To specifically address the gap of investment facilitation, the UNCTAD's "Global Action Menu for Investment Facilitation", an updated version of which just got released in September, is an apt playbook for policymakers. The Menu proposed a number of action lines with options for investment policymakers. It contains specific actions to support investment facilitation in low income countries such as Bangladesh. Among them the following elements of the action lines are noteworthy:
* SINGLE WINDOW: A single window for all enquiries concerning investment applications ought to be established.
* DISPUTE SETTLEMENT MECHANISM: A friendly dispute settlement mechanism to facilitate dispute prevention and resolution vis-à-vis investment is essential.
* EFFICIENT ADMINISTRATIVE PROCEDURES: Improve the efficiency of investment administrative procedures whereby timebound approval to speed up processes would be established.
* INVESTMENT FACILITATION SERVICES: Increase capacity of Investment Promotion Agencies (IPAs) on business and investment facilitation services, including support in compliance processes. Build capacities for post-investment services, including expansion of existing operations.
* STAKEHOLDER CONSULTATION: The consultation with private sector and investment stakeholders throughout the lifecycle of the investment has to be maintained.
* ELIMINATE CORRUPTION: Collaborate on anti-corruption measures at international and domestic level in the investment process.

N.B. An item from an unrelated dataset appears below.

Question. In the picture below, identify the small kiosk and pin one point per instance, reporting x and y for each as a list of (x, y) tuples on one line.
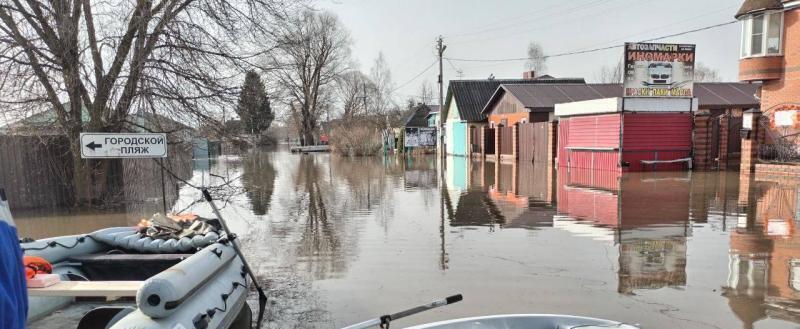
[(650, 128)]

* URBAN DEVELOPMENT: For developing countries like Bangladesh, which faces grave urban migration problem, and severe deficiencies in urban infrastructure, IPAs focused on urban investment may be established.
While opportunity beckons, Bangladesh faces enormous challenges in raising its investment rate to attain the Seventh Five Year Plan's goal of sustained 8.0 per cent GDP growth by 2020. It is about time the investment facilitation becomes an integral part of its long-term strategy.